Et pendant ce temps-là, l’Australie jette au panier les lois visant à réduire les émissions de gaz à effet de serre ; le Japon revoit très à la hausse ses « objectifs » en la matière ; l’Union européenne juge que la crise climatique ne doit pas conduire à mettre en cause la « compétitivité » des entreprises ; les grands producteurs d’énergie fossile « encadrent » la conférence de Varsovie sur le climat…
Désastre humanitaire et social
Le super typhon Haiyan a traversé en son centre l’archipel, balayant sur son passage une grande parti edes îles formant les Visayas. Les destructions sont d’une rare ampleur : 80 à 95 % de dizaines d’agglomérations soufflées ; des villages côtiers rayés de la carte ; une végétation littorale protectrice (les mangroves…) détruite ; les cocotiers et arbres fruitiers à perte de vue brisés…
Le choc a été très brutal, les populations ont vécu un moment d’apocalypse, les morts officiellement recensés approchent les 10 000. On ne connaîtra peut-être jamais le nombre réel des décès. Le gouvernement a tout fait pour minimiser la gravité de la situation. Des corps ont été emmenés par les flots, d’autres – nombreux – ont été enterrés dans des fosses communes avant d’avoir pu être identifiés. Des centaines de milliers de survivants ont fui les zones dévastées…
La catastrophe concerne un vaste territoire. Une tempête meurtrière, des inondations et des glissements de terrain détruisent généralement certains secteurs d’une ville.
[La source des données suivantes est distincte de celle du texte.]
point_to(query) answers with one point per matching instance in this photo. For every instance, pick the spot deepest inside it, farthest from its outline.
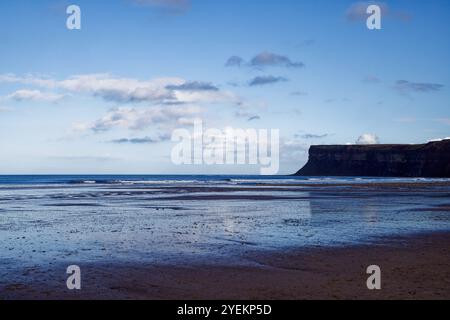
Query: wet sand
(413, 267)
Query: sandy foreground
(416, 267)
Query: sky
(105, 99)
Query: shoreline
(412, 267)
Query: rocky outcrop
(424, 160)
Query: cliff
(424, 160)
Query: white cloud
(35, 95)
(139, 118)
(168, 90)
(368, 138)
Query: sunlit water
(216, 219)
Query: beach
(224, 238)
(412, 268)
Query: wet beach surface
(163, 227)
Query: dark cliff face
(424, 160)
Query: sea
(165, 219)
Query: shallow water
(173, 219)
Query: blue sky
(68, 97)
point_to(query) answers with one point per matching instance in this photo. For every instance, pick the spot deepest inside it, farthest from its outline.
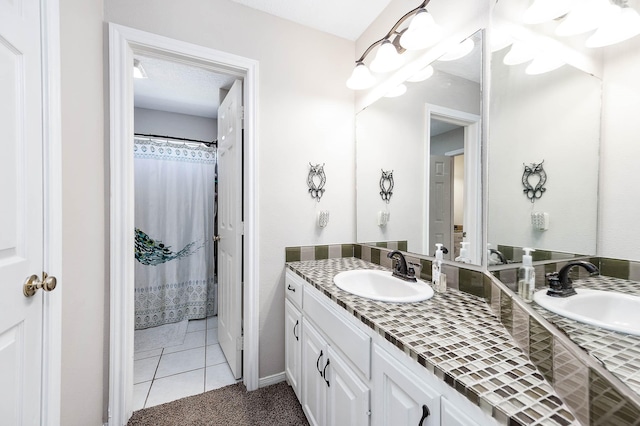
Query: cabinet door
(453, 416)
(399, 396)
(348, 396)
(293, 345)
(314, 387)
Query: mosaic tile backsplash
(462, 342)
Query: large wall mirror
(428, 143)
(544, 120)
(579, 117)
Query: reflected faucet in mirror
(560, 285)
(501, 259)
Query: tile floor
(196, 366)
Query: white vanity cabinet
(401, 397)
(293, 345)
(293, 333)
(350, 375)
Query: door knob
(33, 284)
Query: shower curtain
(174, 219)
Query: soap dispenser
(438, 279)
(526, 277)
(464, 253)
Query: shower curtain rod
(212, 143)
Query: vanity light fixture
(387, 59)
(138, 71)
(421, 33)
(459, 51)
(546, 10)
(399, 90)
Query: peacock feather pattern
(154, 252)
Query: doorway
(177, 352)
(124, 44)
(442, 205)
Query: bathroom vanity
(444, 361)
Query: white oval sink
(606, 309)
(381, 285)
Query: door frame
(123, 43)
(472, 173)
(52, 221)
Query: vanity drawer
(293, 288)
(353, 343)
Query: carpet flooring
(232, 405)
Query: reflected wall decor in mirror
(431, 138)
(580, 117)
(535, 116)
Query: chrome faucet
(560, 285)
(401, 270)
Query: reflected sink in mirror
(607, 309)
(381, 285)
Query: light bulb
(422, 32)
(387, 58)
(546, 10)
(421, 75)
(361, 78)
(459, 51)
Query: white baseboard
(272, 380)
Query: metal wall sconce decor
(386, 185)
(316, 181)
(534, 170)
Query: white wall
(619, 232)
(553, 117)
(305, 115)
(149, 121)
(84, 285)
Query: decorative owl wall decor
(531, 172)
(316, 181)
(386, 185)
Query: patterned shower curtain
(174, 217)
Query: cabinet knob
(324, 373)
(425, 414)
(318, 364)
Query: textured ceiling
(179, 88)
(184, 89)
(344, 18)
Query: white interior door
(21, 214)
(440, 204)
(230, 227)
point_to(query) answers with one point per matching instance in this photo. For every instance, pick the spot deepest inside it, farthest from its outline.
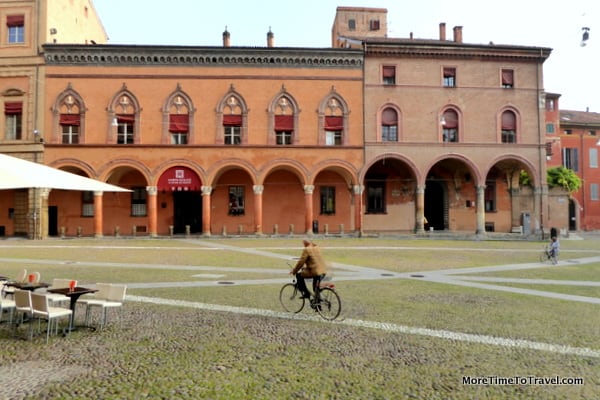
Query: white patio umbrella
(16, 173)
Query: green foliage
(563, 177)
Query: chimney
(458, 34)
(442, 31)
(270, 38)
(226, 38)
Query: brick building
(374, 134)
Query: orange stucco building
(374, 134)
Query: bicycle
(547, 256)
(325, 301)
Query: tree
(563, 177)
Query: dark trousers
(302, 284)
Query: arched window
(178, 118)
(283, 119)
(124, 114)
(450, 126)
(233, 114)
(389, 125)
(333, 120)
(69, 118)
(509, 127)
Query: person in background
(310, 265)
(554, 247)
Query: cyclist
(310, 265)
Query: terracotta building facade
(374, 134)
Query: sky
(572, 70)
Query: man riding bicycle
(310, 265)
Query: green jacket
(315, 263)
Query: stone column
(98, 214)
(258, 189)
(420, 208)
(152, 210)
(206, 192)
(358, 208)
(480, 208)
(308, 211)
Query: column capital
(206, 190)
(258, 189)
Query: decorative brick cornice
(116, 55)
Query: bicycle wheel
(291, 298)
(330, 305)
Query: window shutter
(179, 123)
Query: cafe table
(27, 285)
(73, 295)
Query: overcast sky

Les survivants se replient sur les quartiers préservés où des secours de proximité sont organisés. Rien de tel cette fois-ci. Plus de 9 millions de personnes sont affectées et bien souvent l’aide ne peut venir que de loin. Or, dans le meilleur les cas, des secours officiels n’ont commencé à arriver qu’une semaine ou dix jours après le désastre – et dans bien d’autres cas, trois semaines plus tard, la population n’avait encore rien reçu, ou si peu d’organismes privés.
Les régions dévastées étaient parmi les plus pauvres des Philippines. Une grande partie de la population a perdu tout moyen de subsistance, les salariés sont au chômage du fait des destructions. Le sentiment (justifié) d’abandon aidant, celles et ceux qui l’ont pu ont pris la route de l’exode vers la capitale, le centre économique de Cebu ou Mindanao, au risque pour les pauvres d’aller gonfler les bidonvilles urbains. Ainsi, le port de Tacloban comptait 230 000 habitants – plus de 100 000 d’entre eux ont fuit cette ville en décombres.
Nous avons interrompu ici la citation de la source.